# different LED's (MC-E, SST-90,XR-E, Rebell, P7..) UV exposed



## ichoderso (May 7, 2010)

I read the review from csshih 
( https://www.candlepowerforums.com/threads/274113 )
and i wondered about the UV exposured picture from the different cool, neutral and warm white LED's, so I made a picture from some of my LED's, and here are the result:
You can see the warm whites (SST90 and MC-E, Rebel and XR-E) but I'm amazed about the yellow and bright luminescence from the P7, this is a cool white and the SSC P4 with the same shine is a neutral white....

Normal light





UV-Light


----------



## DM51 (May 7, 2010)

That's an interesting effect. 

I'm moving this to the LED (emitters) section.


----------



## csshih (May 7, 2010)

hehe, cool pics! what (peak) wavelength of UV are you using?

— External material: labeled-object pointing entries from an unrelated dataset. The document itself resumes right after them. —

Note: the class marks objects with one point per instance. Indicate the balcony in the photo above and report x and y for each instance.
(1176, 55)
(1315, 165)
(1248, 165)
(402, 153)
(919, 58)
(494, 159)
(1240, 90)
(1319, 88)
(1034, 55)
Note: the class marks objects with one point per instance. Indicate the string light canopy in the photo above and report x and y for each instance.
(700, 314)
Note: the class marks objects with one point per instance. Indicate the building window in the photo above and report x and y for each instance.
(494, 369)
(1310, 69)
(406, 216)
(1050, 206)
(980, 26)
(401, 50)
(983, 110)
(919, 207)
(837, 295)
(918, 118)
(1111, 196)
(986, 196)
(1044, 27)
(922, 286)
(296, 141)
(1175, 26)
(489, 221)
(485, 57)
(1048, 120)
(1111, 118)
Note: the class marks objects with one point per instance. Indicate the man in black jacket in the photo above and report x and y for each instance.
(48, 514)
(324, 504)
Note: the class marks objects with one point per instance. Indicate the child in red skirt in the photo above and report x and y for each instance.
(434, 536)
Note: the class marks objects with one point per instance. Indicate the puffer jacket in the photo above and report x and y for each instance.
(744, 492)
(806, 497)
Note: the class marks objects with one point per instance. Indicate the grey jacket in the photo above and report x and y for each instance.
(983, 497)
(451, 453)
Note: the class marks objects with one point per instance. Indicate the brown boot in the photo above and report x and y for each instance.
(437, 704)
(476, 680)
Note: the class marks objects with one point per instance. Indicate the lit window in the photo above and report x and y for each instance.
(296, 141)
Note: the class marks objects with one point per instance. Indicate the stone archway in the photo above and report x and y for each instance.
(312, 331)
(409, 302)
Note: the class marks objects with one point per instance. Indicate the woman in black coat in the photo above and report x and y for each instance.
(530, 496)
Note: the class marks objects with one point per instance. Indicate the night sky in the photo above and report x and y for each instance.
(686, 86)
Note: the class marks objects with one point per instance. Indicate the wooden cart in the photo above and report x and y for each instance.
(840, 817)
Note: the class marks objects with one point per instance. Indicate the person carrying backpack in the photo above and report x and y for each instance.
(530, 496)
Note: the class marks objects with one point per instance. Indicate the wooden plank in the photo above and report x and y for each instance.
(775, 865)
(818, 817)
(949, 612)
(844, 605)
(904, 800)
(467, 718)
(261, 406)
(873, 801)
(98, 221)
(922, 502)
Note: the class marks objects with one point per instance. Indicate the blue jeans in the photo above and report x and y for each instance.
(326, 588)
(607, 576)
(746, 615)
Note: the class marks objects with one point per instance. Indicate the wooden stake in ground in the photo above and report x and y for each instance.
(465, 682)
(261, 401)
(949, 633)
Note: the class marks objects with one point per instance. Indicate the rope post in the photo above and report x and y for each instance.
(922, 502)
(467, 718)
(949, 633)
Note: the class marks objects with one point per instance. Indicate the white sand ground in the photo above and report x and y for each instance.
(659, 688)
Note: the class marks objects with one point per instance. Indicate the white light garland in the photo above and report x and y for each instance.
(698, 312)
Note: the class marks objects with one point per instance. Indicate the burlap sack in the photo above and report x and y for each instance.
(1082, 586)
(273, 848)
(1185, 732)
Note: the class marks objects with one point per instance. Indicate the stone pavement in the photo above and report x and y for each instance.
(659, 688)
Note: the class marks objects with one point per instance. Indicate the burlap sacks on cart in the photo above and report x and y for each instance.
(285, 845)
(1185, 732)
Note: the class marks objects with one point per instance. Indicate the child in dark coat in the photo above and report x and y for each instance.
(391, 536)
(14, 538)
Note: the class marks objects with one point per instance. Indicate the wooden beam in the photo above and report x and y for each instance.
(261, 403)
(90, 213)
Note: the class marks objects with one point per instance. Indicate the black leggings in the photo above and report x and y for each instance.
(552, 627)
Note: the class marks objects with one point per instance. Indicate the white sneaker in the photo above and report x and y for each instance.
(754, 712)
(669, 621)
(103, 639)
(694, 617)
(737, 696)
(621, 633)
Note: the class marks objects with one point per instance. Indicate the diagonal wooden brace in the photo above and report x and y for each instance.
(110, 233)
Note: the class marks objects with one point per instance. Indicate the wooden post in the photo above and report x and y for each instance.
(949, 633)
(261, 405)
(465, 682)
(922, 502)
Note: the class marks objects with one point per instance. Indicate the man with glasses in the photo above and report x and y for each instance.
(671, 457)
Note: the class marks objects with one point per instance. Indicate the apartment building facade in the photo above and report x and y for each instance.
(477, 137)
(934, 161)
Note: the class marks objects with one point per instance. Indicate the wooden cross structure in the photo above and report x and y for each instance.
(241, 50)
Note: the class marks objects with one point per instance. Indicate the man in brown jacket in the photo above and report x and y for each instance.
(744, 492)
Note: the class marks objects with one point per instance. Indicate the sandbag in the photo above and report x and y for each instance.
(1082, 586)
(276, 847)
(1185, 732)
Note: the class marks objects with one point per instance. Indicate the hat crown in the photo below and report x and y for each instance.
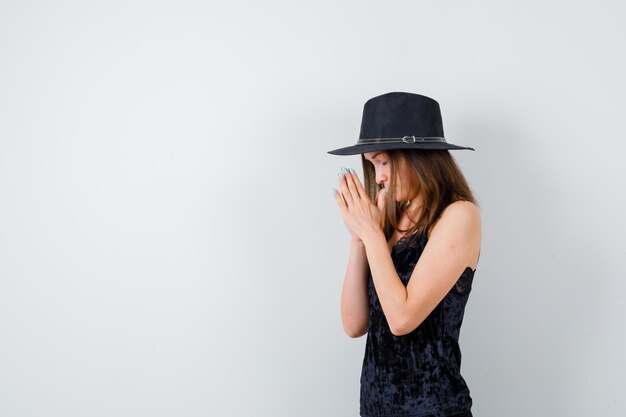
(399, 114)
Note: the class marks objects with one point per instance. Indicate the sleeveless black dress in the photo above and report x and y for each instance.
(417, 374)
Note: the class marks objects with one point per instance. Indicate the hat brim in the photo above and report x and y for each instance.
(358, 149)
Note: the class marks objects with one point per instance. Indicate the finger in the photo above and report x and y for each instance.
(345, 191)
(339, 199)
(359, 185)
(352, 185)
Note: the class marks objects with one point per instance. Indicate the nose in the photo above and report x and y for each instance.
(381, 177)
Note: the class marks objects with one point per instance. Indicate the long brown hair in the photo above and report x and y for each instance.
(441, 183)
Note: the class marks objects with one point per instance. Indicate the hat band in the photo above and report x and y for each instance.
(405, 139)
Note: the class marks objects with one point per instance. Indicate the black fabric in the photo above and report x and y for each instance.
(417, 374)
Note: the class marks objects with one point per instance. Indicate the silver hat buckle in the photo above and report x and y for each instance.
(415, 139)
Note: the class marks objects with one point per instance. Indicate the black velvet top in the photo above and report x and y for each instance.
(417, 374)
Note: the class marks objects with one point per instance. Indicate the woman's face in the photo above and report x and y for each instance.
(382, 167)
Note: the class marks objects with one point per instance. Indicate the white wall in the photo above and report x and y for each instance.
(169, 244)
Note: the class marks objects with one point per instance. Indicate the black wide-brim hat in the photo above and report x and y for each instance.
(399, 120)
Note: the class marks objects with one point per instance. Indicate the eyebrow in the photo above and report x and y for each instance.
(376, 154)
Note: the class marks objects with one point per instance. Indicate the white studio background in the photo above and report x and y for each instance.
(169, 244)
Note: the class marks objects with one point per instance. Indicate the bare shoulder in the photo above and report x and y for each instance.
(462, 216)
(462, 210)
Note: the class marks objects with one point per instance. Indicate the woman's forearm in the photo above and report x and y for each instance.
(354, 303)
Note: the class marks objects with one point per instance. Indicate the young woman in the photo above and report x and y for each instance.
(416, 235)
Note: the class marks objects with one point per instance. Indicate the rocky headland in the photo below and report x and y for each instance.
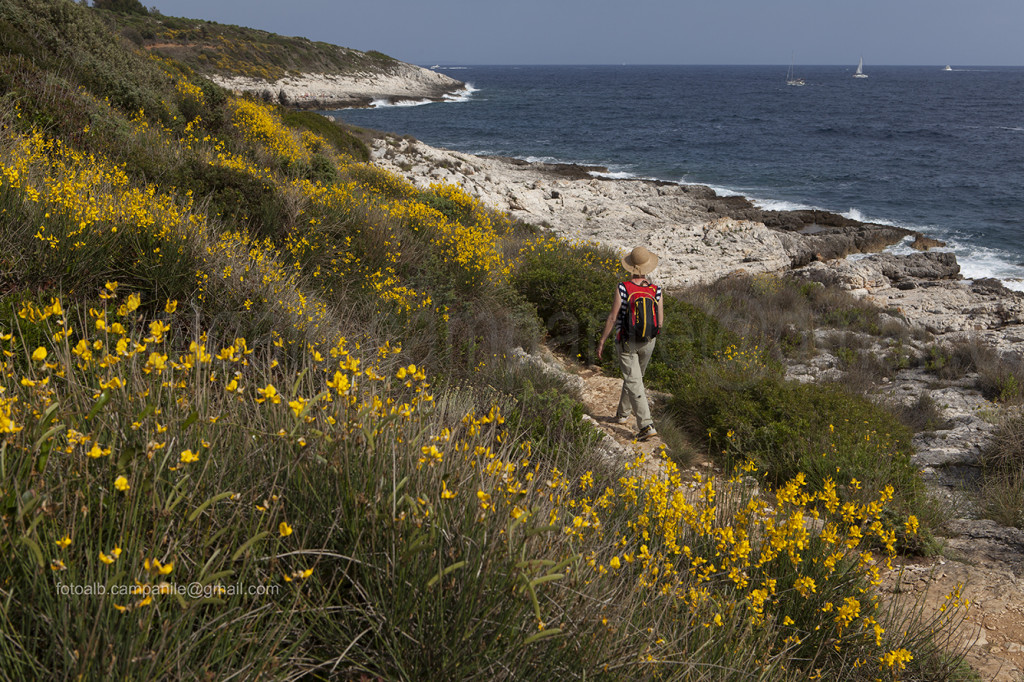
(396, 82)
(701, 237)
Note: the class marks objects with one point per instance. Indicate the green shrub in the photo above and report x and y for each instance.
(790, 429)
(339, 135)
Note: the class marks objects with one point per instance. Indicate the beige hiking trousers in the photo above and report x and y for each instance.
(633, 359)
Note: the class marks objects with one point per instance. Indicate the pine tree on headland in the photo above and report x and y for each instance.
(123, 6)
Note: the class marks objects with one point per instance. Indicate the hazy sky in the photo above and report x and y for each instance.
(744, 32)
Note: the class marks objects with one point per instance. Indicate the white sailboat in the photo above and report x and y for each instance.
(860, 70)
(791, 79)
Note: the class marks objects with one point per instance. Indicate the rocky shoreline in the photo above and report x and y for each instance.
(398, 82)
(702, 237)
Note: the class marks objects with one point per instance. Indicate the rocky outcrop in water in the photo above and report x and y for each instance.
(396, 83)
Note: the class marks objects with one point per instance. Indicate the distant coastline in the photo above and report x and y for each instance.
(401, 82)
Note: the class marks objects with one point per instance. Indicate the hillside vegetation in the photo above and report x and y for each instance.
(258, 417)
(210, 47)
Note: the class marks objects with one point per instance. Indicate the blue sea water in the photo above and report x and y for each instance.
(918, 146)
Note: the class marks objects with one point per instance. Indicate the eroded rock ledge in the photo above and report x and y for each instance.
(398, 82)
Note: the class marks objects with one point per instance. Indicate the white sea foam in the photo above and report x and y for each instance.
(460, 95)
(614, 175)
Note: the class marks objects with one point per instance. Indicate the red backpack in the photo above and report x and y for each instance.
(641, 323)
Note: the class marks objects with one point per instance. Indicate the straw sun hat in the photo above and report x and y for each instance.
(639, 261)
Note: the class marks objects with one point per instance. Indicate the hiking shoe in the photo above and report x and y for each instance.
(646, 432)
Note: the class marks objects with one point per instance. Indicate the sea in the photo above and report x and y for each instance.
(937, 151)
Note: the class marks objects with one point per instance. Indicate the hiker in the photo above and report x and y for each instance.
(636, 301)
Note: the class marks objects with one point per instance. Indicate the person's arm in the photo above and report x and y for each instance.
(660, 309)
(609, 324)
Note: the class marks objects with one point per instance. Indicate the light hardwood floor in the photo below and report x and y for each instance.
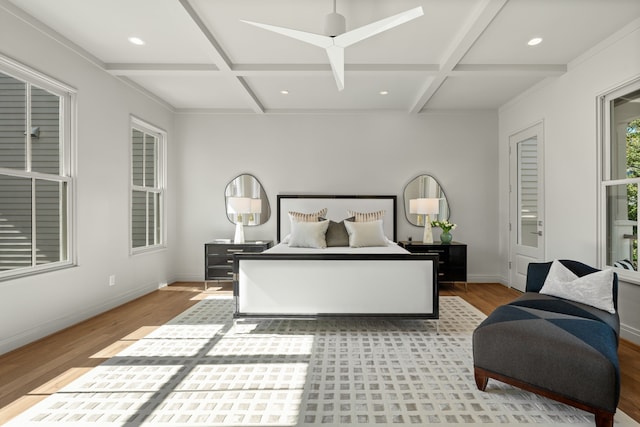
(31, 373)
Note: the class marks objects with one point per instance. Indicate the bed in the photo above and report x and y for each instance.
(374, 281)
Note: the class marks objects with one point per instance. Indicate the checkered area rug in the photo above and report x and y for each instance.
(204, 369)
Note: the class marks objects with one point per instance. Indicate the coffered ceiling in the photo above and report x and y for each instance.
(197, 55)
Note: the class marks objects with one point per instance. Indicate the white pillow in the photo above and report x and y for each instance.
(363, 234)
(595, 289)
(308, 234)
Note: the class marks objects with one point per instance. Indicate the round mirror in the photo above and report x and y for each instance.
(425, 187)
(246, 201)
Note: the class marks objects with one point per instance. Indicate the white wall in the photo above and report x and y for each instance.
(338, 154)
(567, 105)
(35, 306)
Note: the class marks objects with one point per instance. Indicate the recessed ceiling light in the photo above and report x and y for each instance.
(136, 40)
(535, 41)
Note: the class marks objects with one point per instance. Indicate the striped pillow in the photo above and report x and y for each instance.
(307, 217)
(366, 216)
(625, 264)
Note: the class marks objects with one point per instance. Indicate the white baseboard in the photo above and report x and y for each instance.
(630, 333)
(483, 278)
(54, 325)
(189, 277)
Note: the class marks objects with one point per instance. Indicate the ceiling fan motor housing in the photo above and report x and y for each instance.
(334, 25)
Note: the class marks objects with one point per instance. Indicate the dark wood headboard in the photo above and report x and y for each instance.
(337, 206)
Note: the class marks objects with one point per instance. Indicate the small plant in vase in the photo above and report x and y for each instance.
(446, 228)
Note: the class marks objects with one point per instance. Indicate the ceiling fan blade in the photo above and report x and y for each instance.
(366, 31)
(336, 59)
(311, 38)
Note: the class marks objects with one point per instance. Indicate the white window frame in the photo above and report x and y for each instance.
(68, 118)
(604, 143)
(161, 135)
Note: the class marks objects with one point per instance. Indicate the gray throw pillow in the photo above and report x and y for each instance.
(337, 234)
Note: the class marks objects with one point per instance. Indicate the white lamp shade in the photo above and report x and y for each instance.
(424, 206)
(256, 205)
(239, 205)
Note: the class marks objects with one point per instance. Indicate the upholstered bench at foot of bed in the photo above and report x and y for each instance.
(560, 349)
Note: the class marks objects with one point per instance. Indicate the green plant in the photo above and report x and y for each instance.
(444, 225)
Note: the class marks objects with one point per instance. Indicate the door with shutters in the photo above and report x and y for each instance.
(526, 203)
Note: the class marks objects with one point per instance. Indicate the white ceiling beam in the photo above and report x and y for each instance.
(139, 69)
(544, 70)
(466, 37)
(221, 60)
(159, 69)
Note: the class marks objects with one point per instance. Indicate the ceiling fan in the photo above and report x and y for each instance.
(336, 37)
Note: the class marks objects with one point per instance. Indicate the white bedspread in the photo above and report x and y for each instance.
(283, 248)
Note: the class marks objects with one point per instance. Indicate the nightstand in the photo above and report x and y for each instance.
(218, 257)
(452, 259)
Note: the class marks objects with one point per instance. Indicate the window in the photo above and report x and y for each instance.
(36, 181)
(620, 120)
(147, 186)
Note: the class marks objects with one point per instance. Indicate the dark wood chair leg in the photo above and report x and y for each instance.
(481, 379)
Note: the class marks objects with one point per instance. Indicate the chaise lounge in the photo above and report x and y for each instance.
(555, 347)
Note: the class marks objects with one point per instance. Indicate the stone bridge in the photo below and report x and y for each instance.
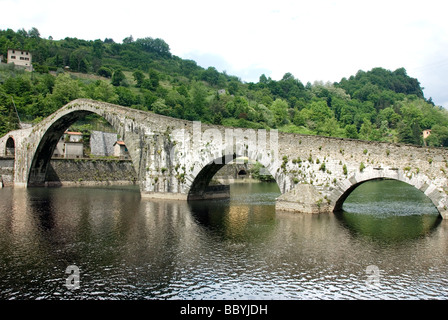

I'm using a black light bulb ~360nm.


----------



## AvPD (May 8, 2010)

I tried this myself as well, it's weird how the SSC's are so yellow compared to the Crees of similar tint. And how orange anything remotely warm is.


----------



## ichoderso (May 8, 2010)

csshih said:


> hehe, cool pics! what (peak) wavelength of UV are you using? I'm using a black light bulb ~360nm.




Hi, I used a cheap UV LED flashlight from DX...

Jens


----------



## The_Driver (Jul 24, 2010)

Interestingly the high-cri-warm-white-SSC-P4 in my Ra Clicky emits bright green light when exposed to uv-light.


----------